Fast CPU decoding


(jean.senellart) #1

Hello all!

It has been a long time I have been a bit disconnected from the forum working on some other projects. Sorry for that, I will do my best to catch up and I wanted to share some update here in this post and the following…

First, we did submit a system to - on the CPU track. A draft of our system description is here: Our goal was to try to build a tiny but still performant model and we achieved that by combining multiple techniques:

  • training a strong transformer model then distillation on a simple RNN
  • minimization of the model - our tiny model is GRU-based, 2 layer encoder, and one single layer decoder. This is a very small and simple model, but thanks to distillation, keeps a very good performance
  • introduction of vocabulary mapping which is a dynamic target vocabulary reduction. This is equivalent to the subdict option we already introduced long time ago in the lua code (but that we never really used). Also we essentially fine-tuned the vmap extraction process
  • introduction of quantization techniques
  • running everything with CTranslate

The result was quite conclusive since we managed to get a system running at 1000 words per second on one single core (the fastest CPU submission) while keeping a score under control and with a model size of… 75Mb.

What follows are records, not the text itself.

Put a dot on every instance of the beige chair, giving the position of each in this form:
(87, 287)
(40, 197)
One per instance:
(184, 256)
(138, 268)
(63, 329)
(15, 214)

All of the features we used are already in the code or are on the way.

In the other submissions from other participants, there is however also an impressive tiny transformer implementation - probably based on this work: - already on our todo list!

Also as a heads-up, we are also currently working on a new version of CTranslate which will extend its scope beyond lua models and will come with these optimization techniques. @guillaumekln will come back to you soon with more good news!


Why Lua/Torch? (Please don't hate me for this question.)